Distinto dal giurisdizionalismo liberale è invece il “separatismo”, definito sempre da Ruffini come «quel sistema di relazioni tra Stato e Chiesa secondo cui quest’ultima sia dal primo considerata come semplice associazione di diritto privato». Nella linea disegnata dal paradigma della libertà religiosa il limite del separatismo laico risiede nella sua astrattezza e incapacità di cogliere l’anima concreta delle istituzioni giuridiche che, qualora fossero imposte, a prescindere dal loro radicamento storico nella vita concreta delle persone, finirebbero per essere percepite come estranee e verrebbero rifiutate, provocando la reazione che, nella fattispecie della vertenza Stato-Chiesa, ridarebbe vigore a soluzioni teocratiche e cesaropapiste. Il giurisdizionalismo liberale, al contrario, ha il merito di essere coerente con l’elemento più profondo della cultura delle persone e di promuovere soluzioni istituzionali ad esse coerenti e ispirate alla libertà.

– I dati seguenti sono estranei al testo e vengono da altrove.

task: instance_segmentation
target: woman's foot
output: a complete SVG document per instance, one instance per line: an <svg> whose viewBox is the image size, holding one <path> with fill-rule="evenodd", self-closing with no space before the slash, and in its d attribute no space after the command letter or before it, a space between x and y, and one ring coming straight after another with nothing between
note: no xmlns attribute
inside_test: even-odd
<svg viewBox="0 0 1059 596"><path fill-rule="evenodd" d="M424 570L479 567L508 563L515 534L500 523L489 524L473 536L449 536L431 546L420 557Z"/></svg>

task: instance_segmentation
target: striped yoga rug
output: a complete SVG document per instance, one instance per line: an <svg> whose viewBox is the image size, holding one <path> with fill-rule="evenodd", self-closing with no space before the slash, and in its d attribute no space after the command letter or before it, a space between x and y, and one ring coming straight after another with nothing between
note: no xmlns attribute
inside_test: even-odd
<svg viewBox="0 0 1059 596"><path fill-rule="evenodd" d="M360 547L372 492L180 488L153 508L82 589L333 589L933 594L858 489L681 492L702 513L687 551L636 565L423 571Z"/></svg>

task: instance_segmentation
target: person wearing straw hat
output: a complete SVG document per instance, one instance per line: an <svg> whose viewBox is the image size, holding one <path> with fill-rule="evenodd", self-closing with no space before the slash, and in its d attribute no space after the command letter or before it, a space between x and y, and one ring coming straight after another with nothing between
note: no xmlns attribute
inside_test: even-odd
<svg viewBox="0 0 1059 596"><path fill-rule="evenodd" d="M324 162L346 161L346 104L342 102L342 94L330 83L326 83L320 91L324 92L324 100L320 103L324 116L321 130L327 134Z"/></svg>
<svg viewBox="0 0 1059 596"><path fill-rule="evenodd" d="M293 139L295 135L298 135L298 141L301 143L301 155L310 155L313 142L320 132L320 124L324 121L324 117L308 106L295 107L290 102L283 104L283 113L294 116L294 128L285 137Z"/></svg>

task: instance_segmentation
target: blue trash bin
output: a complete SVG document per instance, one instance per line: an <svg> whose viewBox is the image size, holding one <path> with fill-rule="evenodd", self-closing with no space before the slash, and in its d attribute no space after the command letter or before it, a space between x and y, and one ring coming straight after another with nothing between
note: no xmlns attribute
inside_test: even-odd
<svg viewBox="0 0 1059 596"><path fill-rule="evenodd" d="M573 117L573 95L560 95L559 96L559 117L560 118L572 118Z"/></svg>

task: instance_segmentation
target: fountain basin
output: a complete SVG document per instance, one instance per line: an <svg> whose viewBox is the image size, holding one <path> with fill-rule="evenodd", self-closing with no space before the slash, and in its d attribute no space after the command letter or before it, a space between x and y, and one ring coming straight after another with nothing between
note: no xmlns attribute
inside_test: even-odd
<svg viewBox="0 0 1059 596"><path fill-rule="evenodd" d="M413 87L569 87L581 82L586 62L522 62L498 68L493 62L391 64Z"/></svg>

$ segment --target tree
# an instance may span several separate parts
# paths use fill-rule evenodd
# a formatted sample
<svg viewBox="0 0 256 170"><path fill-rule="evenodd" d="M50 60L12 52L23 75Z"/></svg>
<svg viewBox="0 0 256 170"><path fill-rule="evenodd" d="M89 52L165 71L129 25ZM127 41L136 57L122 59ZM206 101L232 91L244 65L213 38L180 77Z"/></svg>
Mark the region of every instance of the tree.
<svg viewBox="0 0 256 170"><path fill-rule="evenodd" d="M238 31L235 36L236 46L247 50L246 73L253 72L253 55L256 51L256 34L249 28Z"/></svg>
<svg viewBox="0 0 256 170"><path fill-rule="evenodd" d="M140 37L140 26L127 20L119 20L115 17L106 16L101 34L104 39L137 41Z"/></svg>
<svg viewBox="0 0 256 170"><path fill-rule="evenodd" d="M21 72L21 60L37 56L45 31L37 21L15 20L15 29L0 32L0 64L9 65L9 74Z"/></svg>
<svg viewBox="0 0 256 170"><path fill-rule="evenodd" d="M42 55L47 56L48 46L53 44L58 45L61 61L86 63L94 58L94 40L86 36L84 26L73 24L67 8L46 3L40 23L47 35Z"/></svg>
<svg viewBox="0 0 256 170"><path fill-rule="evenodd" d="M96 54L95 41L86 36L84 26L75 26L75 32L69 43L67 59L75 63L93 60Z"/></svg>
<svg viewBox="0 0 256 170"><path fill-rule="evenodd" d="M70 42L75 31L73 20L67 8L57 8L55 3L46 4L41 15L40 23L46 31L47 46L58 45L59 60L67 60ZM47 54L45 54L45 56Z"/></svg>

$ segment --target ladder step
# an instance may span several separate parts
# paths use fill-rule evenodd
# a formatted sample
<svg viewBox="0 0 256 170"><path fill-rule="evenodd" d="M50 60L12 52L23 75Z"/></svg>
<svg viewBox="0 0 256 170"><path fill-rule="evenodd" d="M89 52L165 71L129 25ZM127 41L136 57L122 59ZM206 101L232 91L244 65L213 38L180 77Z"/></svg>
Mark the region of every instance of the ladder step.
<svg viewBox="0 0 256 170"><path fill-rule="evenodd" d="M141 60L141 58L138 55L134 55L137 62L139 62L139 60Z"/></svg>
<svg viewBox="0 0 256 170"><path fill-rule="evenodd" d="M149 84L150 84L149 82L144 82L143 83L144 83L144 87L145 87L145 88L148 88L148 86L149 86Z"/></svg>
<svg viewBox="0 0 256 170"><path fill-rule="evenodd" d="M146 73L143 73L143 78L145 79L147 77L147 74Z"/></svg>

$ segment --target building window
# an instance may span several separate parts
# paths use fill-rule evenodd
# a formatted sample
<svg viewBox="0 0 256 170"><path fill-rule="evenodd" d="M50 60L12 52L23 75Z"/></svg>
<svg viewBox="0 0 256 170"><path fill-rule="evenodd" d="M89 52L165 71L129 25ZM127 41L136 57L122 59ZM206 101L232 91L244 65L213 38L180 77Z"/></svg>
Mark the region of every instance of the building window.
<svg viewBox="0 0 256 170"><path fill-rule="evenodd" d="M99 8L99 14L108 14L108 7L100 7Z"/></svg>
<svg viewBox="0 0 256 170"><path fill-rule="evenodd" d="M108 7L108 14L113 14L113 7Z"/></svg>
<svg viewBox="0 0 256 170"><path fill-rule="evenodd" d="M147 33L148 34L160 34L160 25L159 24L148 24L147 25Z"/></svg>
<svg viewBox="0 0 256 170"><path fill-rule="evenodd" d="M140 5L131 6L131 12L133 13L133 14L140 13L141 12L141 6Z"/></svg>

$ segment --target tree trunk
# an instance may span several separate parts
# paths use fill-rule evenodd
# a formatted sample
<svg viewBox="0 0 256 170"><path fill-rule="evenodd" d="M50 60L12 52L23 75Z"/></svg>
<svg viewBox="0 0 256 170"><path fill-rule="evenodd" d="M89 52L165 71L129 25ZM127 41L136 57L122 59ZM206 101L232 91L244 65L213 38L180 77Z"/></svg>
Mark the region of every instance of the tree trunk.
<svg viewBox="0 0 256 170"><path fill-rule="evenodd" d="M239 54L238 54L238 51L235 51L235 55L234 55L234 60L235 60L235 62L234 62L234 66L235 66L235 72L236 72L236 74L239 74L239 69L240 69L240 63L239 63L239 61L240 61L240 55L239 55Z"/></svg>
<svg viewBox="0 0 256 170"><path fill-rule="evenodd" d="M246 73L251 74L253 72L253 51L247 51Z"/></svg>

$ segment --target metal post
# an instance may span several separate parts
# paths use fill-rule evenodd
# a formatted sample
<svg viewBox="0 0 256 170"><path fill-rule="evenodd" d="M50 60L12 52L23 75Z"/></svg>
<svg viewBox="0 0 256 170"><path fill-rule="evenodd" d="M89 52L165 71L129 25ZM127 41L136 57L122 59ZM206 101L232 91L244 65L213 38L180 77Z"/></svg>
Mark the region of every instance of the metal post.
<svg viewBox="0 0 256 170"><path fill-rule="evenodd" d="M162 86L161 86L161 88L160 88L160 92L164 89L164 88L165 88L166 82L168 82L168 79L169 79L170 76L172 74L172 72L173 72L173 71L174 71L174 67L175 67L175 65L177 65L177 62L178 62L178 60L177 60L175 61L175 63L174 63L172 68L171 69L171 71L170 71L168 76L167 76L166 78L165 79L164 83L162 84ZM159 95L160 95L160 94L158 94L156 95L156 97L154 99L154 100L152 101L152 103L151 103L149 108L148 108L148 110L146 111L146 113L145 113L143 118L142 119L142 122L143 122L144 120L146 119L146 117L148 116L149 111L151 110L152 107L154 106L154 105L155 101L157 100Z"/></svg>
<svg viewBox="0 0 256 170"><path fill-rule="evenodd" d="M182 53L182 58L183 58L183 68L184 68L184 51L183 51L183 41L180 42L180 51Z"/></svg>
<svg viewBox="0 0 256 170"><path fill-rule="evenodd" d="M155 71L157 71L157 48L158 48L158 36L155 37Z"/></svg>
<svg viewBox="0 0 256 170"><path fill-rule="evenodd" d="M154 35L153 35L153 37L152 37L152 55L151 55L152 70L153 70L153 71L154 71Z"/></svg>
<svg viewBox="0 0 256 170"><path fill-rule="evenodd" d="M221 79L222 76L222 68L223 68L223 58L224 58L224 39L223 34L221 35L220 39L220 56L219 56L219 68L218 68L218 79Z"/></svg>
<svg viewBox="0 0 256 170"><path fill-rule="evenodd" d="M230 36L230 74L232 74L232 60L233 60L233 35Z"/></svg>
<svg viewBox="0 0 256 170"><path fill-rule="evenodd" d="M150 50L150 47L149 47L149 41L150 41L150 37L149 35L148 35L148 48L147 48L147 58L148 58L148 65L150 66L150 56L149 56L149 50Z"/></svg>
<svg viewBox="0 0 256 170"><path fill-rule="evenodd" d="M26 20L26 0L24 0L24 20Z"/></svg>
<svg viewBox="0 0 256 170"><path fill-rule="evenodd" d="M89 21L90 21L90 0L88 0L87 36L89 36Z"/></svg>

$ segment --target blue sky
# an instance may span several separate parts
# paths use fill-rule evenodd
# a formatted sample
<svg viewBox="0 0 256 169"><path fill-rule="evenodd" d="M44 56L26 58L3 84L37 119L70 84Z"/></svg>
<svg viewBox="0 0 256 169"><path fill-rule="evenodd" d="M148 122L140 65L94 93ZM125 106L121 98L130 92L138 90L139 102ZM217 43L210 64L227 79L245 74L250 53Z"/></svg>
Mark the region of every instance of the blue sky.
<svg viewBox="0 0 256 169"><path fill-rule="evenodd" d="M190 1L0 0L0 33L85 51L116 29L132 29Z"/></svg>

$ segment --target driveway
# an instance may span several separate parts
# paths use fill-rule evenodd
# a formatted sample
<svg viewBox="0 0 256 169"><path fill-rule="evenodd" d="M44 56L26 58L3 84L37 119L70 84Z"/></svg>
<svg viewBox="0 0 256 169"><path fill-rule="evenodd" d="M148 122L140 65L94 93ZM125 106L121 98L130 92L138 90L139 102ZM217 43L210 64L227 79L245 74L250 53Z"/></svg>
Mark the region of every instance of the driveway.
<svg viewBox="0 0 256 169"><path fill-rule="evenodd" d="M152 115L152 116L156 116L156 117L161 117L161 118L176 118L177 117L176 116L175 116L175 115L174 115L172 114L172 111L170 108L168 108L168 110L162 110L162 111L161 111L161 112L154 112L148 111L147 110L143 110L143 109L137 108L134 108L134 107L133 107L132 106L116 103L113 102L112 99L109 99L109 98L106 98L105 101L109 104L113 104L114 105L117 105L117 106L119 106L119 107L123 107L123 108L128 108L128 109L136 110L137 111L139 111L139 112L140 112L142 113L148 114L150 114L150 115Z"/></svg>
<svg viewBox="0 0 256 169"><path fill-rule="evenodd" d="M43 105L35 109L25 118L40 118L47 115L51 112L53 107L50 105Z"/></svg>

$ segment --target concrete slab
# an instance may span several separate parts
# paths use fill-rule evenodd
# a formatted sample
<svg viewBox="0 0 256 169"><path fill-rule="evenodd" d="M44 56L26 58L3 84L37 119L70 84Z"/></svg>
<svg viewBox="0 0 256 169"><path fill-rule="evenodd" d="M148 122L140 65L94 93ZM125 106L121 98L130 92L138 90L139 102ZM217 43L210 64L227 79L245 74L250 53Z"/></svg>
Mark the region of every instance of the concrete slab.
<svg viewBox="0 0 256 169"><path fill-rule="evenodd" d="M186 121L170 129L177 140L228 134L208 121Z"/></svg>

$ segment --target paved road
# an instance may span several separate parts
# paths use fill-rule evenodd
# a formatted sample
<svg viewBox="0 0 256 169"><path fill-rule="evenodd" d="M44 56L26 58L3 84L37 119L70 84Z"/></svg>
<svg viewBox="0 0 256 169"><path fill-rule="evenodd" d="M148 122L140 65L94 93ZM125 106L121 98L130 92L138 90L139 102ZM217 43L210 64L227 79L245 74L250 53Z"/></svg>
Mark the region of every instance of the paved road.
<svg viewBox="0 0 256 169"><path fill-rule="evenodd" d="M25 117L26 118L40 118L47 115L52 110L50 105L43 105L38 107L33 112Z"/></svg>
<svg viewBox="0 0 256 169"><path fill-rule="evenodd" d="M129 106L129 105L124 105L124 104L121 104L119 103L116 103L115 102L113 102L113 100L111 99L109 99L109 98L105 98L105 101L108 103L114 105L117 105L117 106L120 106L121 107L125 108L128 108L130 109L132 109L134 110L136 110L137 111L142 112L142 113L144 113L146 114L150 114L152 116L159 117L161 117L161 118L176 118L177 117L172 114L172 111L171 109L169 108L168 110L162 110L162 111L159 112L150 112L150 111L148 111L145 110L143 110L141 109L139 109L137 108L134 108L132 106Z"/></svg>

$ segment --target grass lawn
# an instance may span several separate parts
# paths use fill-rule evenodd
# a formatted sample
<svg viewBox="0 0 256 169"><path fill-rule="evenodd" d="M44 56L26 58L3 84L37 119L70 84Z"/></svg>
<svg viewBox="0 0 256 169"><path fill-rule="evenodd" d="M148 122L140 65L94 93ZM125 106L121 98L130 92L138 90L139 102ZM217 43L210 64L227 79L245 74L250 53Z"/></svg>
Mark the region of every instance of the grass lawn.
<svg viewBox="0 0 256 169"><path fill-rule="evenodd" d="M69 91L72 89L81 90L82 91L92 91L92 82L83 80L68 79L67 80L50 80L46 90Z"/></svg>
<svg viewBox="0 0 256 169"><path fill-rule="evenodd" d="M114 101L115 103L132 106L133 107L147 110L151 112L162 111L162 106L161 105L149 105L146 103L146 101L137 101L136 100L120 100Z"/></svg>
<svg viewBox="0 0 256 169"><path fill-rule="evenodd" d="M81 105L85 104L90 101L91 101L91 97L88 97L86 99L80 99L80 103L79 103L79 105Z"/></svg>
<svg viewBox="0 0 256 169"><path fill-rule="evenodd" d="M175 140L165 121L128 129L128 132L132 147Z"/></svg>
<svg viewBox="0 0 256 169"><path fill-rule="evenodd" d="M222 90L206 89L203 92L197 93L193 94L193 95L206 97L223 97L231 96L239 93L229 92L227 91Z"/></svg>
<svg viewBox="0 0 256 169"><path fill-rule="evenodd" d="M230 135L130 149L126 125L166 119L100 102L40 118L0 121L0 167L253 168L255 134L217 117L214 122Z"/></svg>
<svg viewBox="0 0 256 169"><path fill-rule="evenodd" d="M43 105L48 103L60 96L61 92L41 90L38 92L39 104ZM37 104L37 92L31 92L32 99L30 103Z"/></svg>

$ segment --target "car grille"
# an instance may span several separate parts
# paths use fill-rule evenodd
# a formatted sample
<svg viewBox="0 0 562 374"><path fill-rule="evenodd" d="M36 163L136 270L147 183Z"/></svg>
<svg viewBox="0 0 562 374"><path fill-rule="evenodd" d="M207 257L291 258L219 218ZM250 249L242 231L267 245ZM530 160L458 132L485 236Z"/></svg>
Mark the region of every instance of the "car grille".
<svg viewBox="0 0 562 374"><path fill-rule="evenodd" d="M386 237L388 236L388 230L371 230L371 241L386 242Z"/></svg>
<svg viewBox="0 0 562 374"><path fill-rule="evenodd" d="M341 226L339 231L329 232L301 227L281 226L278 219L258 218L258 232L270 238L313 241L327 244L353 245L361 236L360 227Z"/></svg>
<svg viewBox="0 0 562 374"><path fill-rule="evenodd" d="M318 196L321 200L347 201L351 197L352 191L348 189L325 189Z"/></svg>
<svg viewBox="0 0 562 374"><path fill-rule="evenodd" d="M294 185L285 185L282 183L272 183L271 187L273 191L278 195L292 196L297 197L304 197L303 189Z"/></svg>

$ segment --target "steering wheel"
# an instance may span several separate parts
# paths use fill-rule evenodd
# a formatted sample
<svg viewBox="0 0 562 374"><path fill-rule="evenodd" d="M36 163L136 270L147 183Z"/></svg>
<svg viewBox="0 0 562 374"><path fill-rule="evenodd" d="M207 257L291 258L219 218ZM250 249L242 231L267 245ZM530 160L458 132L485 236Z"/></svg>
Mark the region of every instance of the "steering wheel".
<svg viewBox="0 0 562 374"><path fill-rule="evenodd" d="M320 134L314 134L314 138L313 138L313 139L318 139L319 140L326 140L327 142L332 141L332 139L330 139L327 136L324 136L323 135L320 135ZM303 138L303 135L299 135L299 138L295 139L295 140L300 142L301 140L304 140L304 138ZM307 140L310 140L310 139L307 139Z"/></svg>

Il tema della libertà religiosa diventerà centrale anche nella riflessione della Chiesa cattolica durante il Concilio Vaticano II, al punto che ad essa sarà dedicata una formale Declaratio, la Dignitatis humanae (1965). Principale estensore di quel documento fu il padre gesuita John Courtnay Murray, il quale subì l’influenza di Sturzo durante il suo soggiorno statunitense che andò dal 1940 al 1946, e in particolare della lettura dell’opera Chiesa e Stato, già disponibile in inglese nel 1939 e nella quale abbiamo rilevato il profondo apprezzamento di Sturzo per il giurisdizionalismo liberale di Ruffini.
La libertà religiosa è la prima e fondamentale delle libertà, interessando direttamente il primato della coscienza, custodita nel profondo del cuore di ciascuna persona; qualora essa dovesse venire meno, tutte le altre, presto o tardi, verrebbero a mancare. La ricorrenza dei quarant’anni degli Accordi di Villa Madama può essere l’occasione per riflettere sulle ragioni storiche, politiche, giuridiche, filosofiche e teologiche che condussero persone così distanti nella fede e nell’orientamento politico a ritrovarsi nel nome della libertà di coscienza e rendere così ragione dell’art. 7 della Costituzione che delinea il profilo poliarchico della Repubblica italiana: «Lo Stato e la Chiesa cattolica sono, ciascuno nel proprio ordine, indipendenti e sovrani».